Specifically, scientists are using Twitter to brainstorm and provide ideas that help advance research on 2019-nCoV.” —The Conversation 2020-01-30

Azeem Azar has identified several ways that the corona virus outbreak will change our world. This may be the tipping point into the network era.

1. Reinforce the power of scientific collaboration and the open-sourcing of global threats.
2. Digital quarantines through better information and social credit systems.
3. Reinforce the importance of genomic technologies.
4. Remote everything. [think changing nature of work]
5. Encourage self-sufficiency especially around food, energy, and products.
6. Lend support to the nativists, populists, statists, and wall-builders. [the down-side]
The Exponential View 2020-02-06

In Canada, some people are urging better cooperation with China — “There is a Chinese saying: “Friends show their love in times of trouble, not in happiness.” We hope we can focus on our shared humanity and give Chinese medical workers and citizens a hand during this extremely difficult time – for their sake, in the name of selflessness, in the spirit of Dr. Bethune.” Canadian cooperation with this outbreak may even thaw Canada-China relations, more so than the previous 14 months of talks.
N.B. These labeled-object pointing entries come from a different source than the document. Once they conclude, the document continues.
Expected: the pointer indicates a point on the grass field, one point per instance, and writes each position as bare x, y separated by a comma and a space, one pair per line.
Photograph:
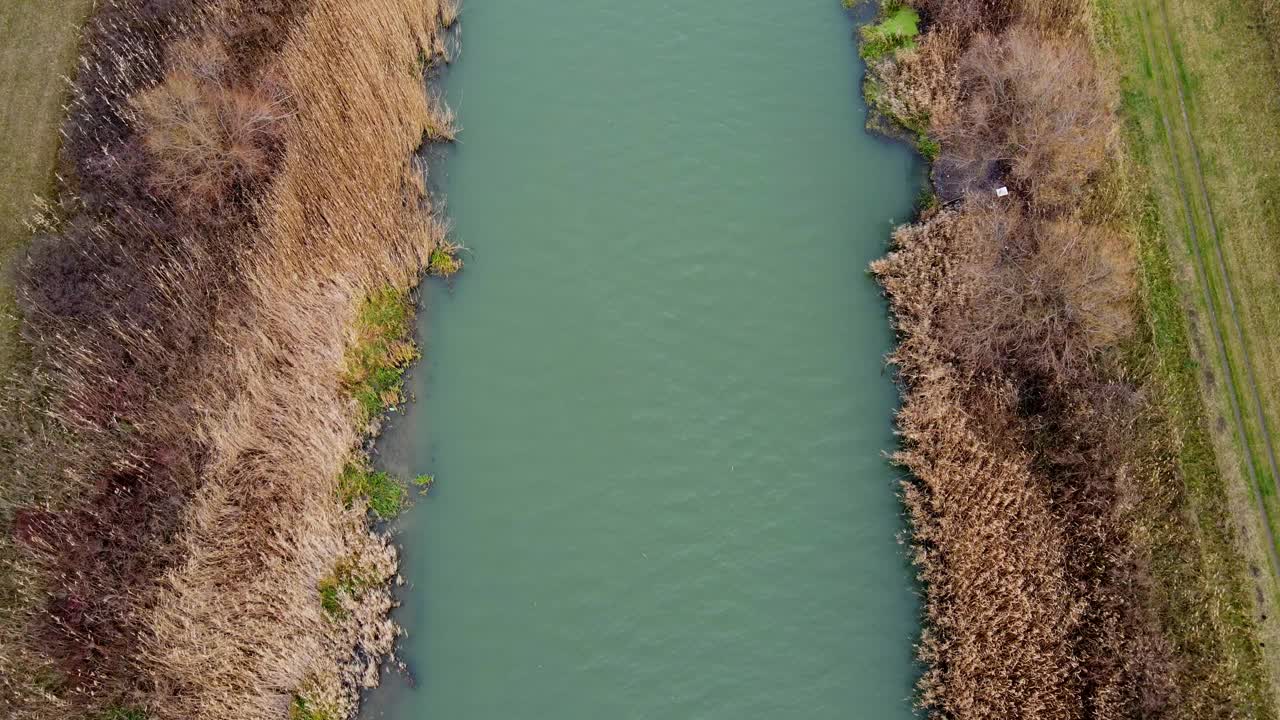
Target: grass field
1198, 81
39, 45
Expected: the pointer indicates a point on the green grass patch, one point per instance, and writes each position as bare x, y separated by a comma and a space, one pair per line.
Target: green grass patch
896, 30
385, 493
344, 579
444, 261
304, 709
383, 350
928, 146
124, 714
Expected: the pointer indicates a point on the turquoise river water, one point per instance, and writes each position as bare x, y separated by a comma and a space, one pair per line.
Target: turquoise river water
656, 401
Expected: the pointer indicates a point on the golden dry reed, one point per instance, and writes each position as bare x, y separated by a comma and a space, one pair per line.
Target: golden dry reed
264, 153
1041, 481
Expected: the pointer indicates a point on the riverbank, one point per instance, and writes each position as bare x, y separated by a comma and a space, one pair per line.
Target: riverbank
1069, 520
218, 313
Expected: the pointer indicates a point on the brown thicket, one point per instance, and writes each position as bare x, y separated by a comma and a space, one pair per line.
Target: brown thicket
1022, 427
240, 177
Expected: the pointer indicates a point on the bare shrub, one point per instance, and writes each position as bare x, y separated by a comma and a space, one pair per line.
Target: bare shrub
1041, 299
192, 317
209, 142
1033, 106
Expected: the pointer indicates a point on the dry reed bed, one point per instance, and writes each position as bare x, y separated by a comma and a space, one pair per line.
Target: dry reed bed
1027, 425
242, 182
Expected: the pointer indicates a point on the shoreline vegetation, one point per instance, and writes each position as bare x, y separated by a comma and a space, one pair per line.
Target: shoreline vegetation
1069, 522
218, 305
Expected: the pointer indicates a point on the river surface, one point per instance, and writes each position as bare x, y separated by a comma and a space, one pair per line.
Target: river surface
656, 402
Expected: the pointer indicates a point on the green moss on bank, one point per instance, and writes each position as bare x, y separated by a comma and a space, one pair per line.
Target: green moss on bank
382, 351
897, 30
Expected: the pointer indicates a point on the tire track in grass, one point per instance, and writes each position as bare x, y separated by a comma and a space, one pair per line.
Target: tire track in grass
1202, 276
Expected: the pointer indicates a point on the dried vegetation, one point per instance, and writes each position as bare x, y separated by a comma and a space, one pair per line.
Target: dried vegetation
1045, 495
240, 191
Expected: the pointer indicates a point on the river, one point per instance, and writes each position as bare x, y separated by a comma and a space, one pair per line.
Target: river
656, 402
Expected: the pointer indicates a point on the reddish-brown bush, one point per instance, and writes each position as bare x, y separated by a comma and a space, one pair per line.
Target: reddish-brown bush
1034, 117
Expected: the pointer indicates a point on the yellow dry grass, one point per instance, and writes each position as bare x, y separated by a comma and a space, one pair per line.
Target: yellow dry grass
256, 418
343, 219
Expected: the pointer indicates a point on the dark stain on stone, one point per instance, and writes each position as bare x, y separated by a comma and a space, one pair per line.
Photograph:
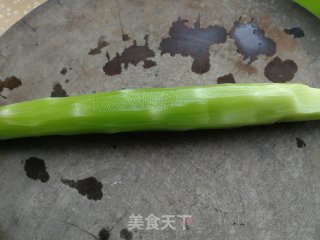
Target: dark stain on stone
251, 40
58, 91
35, 169
300, 143
244, 67
102, 43
296, 32
89, 187
64, 71
226, 79
125, 234
279, 71
194, 42
10, 83
104, 234
131, 55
This disease, and how we are dealing with it in a globalized digital world, highlights the fact that we have entered the network era. The market-dominated era is waning. Even the nature of knowledge is changing. Machine learning is enabling the analysis of enormous data sets. It’s a world of humans and machines working together. Cooperation is the optimal behaviour in a knowledge network. This will call for new forms of leadership and modified roles for our institutions and markets.